El uso de la inteligencia artificial (IA) para la guerra ha sido la promesa de la ciencia ficción y los políticos durante años, pero una nueva investigación del Instituto de Tecnología de Georgia sostiene que solo se puede automatizar un subconjunto limitado y muestra el valor del juicio humano.

«Todos los temas difíciles en la IA son realmente problemas de juicio y de datos, y lo interesante es que, cuando empiezas a pensar en la guerra, los temas difíciles son la estrategia y la incertidumbre, o lo que se conoce como la niebla de la guerra», le dijo a Jon Lindsay. Profesor asociado en la Escuela de Ciberseguridad y Privacidad y en la Escuela de Asuntos Internacionales Sam Nunn. «Se necesita el razonamiento humano y la toma de decisiones morales, éticas e intelectuales en una situación increíblemente confusa, tensa y aterradora».

La toma de decisiones de IA se basa en cuatro componentes clave: datos sobre una situación, interpretación de esos datos (o predicción), determinación del mejor curso de acción consistente con objetivos y valores (o juicio) y acción. Los avances en el aprendizaje automático han facilitado las predicciones, lo que hace que los datos y el juicio sean aún más valiosos. Aunque la IA puede automatizar todo, desde el comercio hasta el tránsito, los humanos deben intervenir en el juicio, escribieron Lindsay y el profesor de la Universidad de Toronto, Avi Goldfarb, en el artículo «Predicción y juicio: por qué la inteligencia artificial aumenta el papel humano en la guerra».Publicado en seguridad internacional.

Muchos legisladores prevén que los soldados humanos podrían ser reemplazados por sistemas automatizados, idealmente haciendo que las fuerzas armadas dependan menos del trabajo humano y sean más eficaces en el campo de batalla. Esto se llama la teoría de sustitución de la IA, pero Lindsay y Goldfarb explican que la IA no debe verse como un sustituto, sino como un complemento de las estrategias humanas existentes.

«Las máquinas son buenas para la predicción, pero dependen de los datos y el juicio, y los problemas más difíciles en la guerra son la información y la estrategia», dijo. «Las condiciones en las que AI trabaja en el comercio son las condiciones más difíciles de cumplir en un entorno militar debido a su imprevisibilidad».

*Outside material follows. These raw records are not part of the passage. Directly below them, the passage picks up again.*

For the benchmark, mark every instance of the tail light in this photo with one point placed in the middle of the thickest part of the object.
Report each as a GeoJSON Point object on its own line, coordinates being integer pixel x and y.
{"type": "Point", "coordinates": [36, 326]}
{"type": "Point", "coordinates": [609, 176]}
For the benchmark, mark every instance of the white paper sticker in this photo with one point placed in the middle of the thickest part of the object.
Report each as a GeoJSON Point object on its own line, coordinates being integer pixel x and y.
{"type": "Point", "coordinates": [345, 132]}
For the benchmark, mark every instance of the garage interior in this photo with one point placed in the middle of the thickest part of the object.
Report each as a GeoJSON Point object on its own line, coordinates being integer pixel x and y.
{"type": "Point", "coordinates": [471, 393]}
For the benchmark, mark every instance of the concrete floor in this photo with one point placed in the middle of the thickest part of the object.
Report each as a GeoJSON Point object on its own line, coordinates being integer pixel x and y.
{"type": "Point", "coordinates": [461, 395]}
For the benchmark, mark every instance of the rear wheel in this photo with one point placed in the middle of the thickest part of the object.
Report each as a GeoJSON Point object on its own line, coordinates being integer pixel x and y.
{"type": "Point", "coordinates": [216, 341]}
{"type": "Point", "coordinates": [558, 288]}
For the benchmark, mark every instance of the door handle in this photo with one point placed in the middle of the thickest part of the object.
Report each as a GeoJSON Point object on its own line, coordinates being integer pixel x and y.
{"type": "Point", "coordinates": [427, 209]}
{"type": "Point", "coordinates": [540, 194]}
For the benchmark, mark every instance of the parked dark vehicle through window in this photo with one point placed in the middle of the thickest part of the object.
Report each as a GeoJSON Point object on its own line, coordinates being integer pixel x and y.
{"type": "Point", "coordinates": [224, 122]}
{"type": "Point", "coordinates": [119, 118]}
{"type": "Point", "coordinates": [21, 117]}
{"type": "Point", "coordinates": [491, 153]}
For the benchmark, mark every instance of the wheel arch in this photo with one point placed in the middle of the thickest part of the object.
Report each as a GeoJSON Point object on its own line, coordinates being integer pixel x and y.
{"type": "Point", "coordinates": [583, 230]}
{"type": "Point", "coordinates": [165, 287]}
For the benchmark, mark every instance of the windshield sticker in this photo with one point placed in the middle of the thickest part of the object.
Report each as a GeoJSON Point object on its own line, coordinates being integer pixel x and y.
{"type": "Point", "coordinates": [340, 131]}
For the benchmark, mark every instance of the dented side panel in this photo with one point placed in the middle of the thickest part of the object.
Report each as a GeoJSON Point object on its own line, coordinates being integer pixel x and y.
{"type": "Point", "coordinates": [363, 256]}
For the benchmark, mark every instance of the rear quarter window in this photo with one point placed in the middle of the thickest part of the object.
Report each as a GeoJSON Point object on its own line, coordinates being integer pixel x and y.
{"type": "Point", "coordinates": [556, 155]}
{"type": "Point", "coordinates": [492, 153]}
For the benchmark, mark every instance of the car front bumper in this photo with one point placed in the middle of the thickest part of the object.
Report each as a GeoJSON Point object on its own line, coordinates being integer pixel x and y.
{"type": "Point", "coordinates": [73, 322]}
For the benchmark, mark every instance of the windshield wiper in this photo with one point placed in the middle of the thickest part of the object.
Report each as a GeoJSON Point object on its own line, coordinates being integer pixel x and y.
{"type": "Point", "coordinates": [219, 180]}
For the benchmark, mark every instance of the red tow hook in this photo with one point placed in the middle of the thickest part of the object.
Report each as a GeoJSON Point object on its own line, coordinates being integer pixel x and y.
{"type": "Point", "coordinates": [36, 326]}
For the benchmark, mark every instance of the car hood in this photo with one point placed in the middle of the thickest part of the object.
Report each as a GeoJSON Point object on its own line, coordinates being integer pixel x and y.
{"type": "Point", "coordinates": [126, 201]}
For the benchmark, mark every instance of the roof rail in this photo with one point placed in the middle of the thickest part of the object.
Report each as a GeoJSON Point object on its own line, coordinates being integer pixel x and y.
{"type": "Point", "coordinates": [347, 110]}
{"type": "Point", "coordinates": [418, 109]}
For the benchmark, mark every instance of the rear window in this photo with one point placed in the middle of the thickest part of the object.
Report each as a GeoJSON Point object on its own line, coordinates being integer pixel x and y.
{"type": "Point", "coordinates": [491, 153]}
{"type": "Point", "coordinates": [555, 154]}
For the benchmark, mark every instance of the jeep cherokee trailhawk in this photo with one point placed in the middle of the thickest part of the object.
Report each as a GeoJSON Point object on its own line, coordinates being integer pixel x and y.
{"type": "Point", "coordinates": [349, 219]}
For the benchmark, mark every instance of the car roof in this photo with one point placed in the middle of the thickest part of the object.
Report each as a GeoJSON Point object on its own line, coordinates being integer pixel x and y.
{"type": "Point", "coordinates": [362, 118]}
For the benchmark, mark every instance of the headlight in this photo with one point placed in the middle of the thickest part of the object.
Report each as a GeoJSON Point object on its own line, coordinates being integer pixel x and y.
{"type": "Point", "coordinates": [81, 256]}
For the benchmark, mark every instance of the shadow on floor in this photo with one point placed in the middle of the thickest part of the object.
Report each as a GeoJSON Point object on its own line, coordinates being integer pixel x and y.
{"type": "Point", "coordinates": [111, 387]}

Un ejemplo destacado de Lindsay y Goldfarb es la empresa minera Rio Tinto, que utiliza camiones autónomos para mover materiales, lo que reduce los costos y los riesgos para los conductores humanos. Existen numerosos mapas y patrones de tráfico predecibles e imparciales que requieren poca intervención humana a menos que haya bloqueos de carretera u obstáculos.

Sin embargo, la guerra generalmente carece de una gran cantidad de datos imparciales, y los juicios sobre objetivos y valores son inherentemente cuestionados, pero eso no significa que sea imposible. Los investigadores argumentan que la IA se implementaría mejor en entornos burocráticamente estabilizados sobre la base de tareas.

«Toda la emoción y el miedo giran en torno a robots asesinos y vehículos mortales, pero el peor de los casos para la IA militar en la práctica serán los clásicos problemas militaristas en los que realmente se necesita creatividad e interpretación», dijo Lindsay. «Pero lo que deberíamos estar analizando son los sistemas de recursos humanos, la administración, la logística y las reparaciones».

Según los investigadores, el uso de la IA también tiene consecuencias tanto para los militares como para sus oponentes. Si los humanos son el elemento central para decidir cuándo usar la IA en la guerra, entonces la estructura y las jerarquías de comando militar podrían cambiar en función de quién es responsable de diseñar y limpiar los sistemas de datos y tomar decisiones políticas. Esto también significa que los oponentes intentarán comprometer tanto los datos como los juicios, ya que afectaría en gran medida el curso de la guerra. Competir con la IA puede hacer que los oponentes manipulen o interrumpan los datos para dificultar aún más el buen juicio. De hecho, la intervención humana será aún más necesaria.

Pero esto es solo el comienzo de argumentos e innovaciones.

«Cuando la IA automatiza las predicciones, el juicio y los datos se vuelven realmente importantes», dijo Lindsay. “Ya hemos automatizado muchas acciones militares con fuerzas mecanizadas y armas de precisión, luego hemos automatizado la recopilación de datos con sensores y satélites de inteligencia, y ahora estamos automatizando la predicción con IA. Entonces, ¿cuándo vamos a automatizar el juicio, o hay componentes del juicio que no se pueden automatizar?».

Sin embargo, hasta entonces, la toma de decisiones tácticas y estratégicas humanas sigue siendo el aspecto más importante de la guerra.